TEST pratique des sphères : passer (deux fois) un cassis (zone 30km/h) : une première fois en position NORMALE (très souple normalement) puis en position HAUTE (dure). Si vous ne sentez AUCUNE DIFFÉRENCE et que la voiture rebondit autant dans les deux cas, changez les sphères !

outil clef a molette Mettez la 6.9 sur un pont à bras articulés en position Normal -les roues doivent pendre. Si le réservoir d'huile se remplit trop au point de fuir, vos sphères en fin de vie. Pourquoi ? Les sphères sont remplies d'huile en route (le gaz n'a plus la pression pour repousser la membrane). Il y a donc TROP d'huile dans le circuit (en supposant que le niveau de la jauge soit correct). Le gaz qui reste ne suffit plus à suspendre correctement la masse du véhicule (sur ses roues). Lorsqu'elles sont délestées par le pont, les membranes des sphères réussissent à reprendre leur position normale en repoussant l'huile ZHM vers le réservoir qui se met donc... à fuir.
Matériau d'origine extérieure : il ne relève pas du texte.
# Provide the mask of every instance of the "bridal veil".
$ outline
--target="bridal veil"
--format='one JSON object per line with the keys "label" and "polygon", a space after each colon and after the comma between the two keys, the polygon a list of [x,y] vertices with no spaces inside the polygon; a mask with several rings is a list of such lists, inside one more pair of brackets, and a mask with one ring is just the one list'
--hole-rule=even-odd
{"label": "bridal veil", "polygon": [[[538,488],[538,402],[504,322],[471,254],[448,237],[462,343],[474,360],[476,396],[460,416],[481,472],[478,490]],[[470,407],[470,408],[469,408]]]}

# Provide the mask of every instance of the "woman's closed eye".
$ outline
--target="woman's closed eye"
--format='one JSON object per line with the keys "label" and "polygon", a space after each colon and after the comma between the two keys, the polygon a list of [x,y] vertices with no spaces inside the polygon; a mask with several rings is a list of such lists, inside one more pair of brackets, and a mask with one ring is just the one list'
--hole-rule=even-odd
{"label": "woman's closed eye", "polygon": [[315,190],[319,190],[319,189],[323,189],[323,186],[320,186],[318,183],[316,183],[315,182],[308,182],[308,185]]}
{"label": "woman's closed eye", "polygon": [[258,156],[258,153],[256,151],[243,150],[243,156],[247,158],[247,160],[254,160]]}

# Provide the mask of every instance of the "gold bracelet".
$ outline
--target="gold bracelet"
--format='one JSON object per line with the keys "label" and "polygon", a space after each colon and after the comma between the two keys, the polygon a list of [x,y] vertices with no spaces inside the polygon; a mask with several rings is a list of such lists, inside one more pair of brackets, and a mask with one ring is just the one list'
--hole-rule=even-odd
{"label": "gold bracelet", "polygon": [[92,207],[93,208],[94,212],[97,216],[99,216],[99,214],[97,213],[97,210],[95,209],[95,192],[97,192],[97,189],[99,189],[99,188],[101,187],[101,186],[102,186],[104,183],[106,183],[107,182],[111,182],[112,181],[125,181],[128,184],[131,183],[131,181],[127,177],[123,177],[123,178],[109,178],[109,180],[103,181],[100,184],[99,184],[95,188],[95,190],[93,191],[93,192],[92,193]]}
En résumé, lorsqu'elles sont HS, les sphères sont remplies d'huile au lieu de gaz. Mercedes préconise de les tester tous les 4 ans ou 120000km (moins en pays chaud). Je ne connais pas le prix du test MB, en pratique il est plus simple de remplacer les sphères tous les 5-7 ans.

Coût des 5 sphères : entre 500€ (adaptable FEBI par exemple) et 1400€ (MB 2020). En principe, elles ne sont pas rechargeables en gaz (contrairement aux sphères Citroën). Mais on peut le faire avec de la débrouille.

pressostat

Le pressostat s'allume sur le tableau de bord si la pression de service est inférieure à 100 bar (il doit s'éteindre au-dessus de 100 bar, s'il fonctionne).
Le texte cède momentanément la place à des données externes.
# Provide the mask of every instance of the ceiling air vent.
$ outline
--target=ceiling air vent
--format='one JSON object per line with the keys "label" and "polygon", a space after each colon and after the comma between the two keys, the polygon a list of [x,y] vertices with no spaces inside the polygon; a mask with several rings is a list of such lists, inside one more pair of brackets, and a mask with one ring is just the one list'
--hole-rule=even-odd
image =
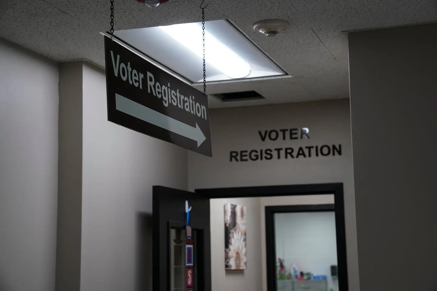
{"label": "ceiling air vent", "polygon": [[240,101],[243,100],[264,99],[264,96],[254,91],[215,94],[214,96],[222,101]]}

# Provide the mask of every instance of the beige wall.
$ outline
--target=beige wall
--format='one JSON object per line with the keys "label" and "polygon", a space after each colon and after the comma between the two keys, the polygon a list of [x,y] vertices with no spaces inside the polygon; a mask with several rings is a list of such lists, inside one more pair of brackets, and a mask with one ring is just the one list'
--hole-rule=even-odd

Par exemple, vous redémarrez après quelques jours et le témoin s'allume au contact. Ceci signifie que de 200 bars (moteur tournant) la pression a chuté à 100 bars : ANORMAL. Il y a des fuites de pression dans le système : au bloc à valves, aux répartiteurs avant ou arrière, aux vérins... Ça n'empêchera pas de rouler, mais la dynamique n'est plus la même.
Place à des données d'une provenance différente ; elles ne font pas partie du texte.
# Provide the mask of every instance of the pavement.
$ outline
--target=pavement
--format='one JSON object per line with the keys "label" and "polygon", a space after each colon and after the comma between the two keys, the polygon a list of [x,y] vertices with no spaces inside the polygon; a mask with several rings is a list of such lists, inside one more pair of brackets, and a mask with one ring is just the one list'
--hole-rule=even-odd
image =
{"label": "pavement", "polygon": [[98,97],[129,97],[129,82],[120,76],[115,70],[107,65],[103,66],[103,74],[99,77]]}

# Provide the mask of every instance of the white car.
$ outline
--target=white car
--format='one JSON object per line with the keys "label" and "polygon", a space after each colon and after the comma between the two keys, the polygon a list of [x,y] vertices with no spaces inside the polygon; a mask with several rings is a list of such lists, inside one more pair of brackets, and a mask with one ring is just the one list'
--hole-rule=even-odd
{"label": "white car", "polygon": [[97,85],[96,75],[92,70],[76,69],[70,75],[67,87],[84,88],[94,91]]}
Si le témoin ne s'allume plus du tout (ou tout le temps), c'est peut-être qu'il est cuit lui-même. Vérifiez en premier sa connexion au faisceau électrique dans le compartiment moteur qui peut s'oxyder (derrière le phare AVG dans le compartiment moteur). Le gros capteur lui-même se trouve devant la roue AVG vissé sur la 5e sphère de réserve. Ce capteur est donc très exposé aux salissures et jets de pierre et son gros fil peut s'être coupé.

Après une vidange de l'huile du circuit hydraulique, il faut un certain temps avant que le correcteur de niveau fasse effet (d'autant plus si les sphères sont HS, ce qui constitue un autre indice de leur usure).

vérins (jambes d'amortisseur | Federbein | struts)

Ces vérins peuvent fuir de manière visible (le CT vous le dira)... mais aussi INVISIBLE. Dans ce cas, ils sont cuits par un défaut d'étanchéité INTERNE. Ceci est vrai pour tous les correcteurs d'assiette MB : le bon état des vérins ne se juge pas simplement sur l'absence de fuite visuelle !

Le protocole Mercedes prévoit de mesurer le retour d'huile à la petite durite transparente qui sort du vérin (en bas).

Si la fuite est visible, il faut contrôler l'origine exacte de la fuite : la durite haute pression et celle de retour peuvent être simplement cuites. Pour diagnostiquer le système, Martin WERMINGHAUSEN qui est un ancien de Maybach 70s, a mis au point plusieurs protocoles très intéressants... C'est le grand spécialiste des suspensions pneumatiques et hydro-pneumatiques (Mercedes W112 W109 600 et 6.9).

Ces suspensions sont onéreuses, les 2 vérins avant coûtent 700 euros chacun (2010). Contrairement à ce qu'on lit dans la presse dite "spécialisée", quasiment toutes les pièces sont disponibles et faciles à commander chez MB (jambes Sachs d'origine, sphères Febi, Lemförder ou autre adaptable).

MISE A JOUR 2016 : les vérins (arrière et avant) et les rotules arrière sont actuellement indisponibles. SACHS n°102492. Demandez à une concession MB qui enverra votre demande au siège, ça peut aider à une remise en stock -ou cliquez simplement sur les liens du tableau plus bas pour connaître leur disponibilité !

MAIS taratata ! On peut faire réparer les vérins directement par l'usine ZF/Sachs en Allemagne ou aux USA chez Martin WERMINGHAUSEN www.600airsuspension.com

Martin répare les pièces essentielles du système, particulièrement le régulateur de pression et le variateur de niveau (accolés au dessus du réservoir), ainsi que les 2 correcteurs de niveau avant et arrière (reliés aux barres de torsion) et la pompe hydraulique Bosch. Il peut surtout vous aider pour diagnostiquer votre système.

So, what's the problem? grâce à Martin le 'dépanneur' tout rentre dans l'ordre !

Toutefois, sachez que les correcteurs de niveau sont refabriqués par MB (environ 2000e).

pompe de suspension hydraulique

Quand à la pompe Bosch (ou Bilstein ?) HPF EK n° A1162360008 A1162300564 A1172300064, commune à tous les correcteurs d'assiette des 70s et 80s et indisponible chez MB (NML), il est facile remplacer les joints soi-même [disponibles chez MB pour 60e mais disponibles pour 20e livrés Contact à suivre...].

On trouve aussi des échange-standard à... 400e sur lbc !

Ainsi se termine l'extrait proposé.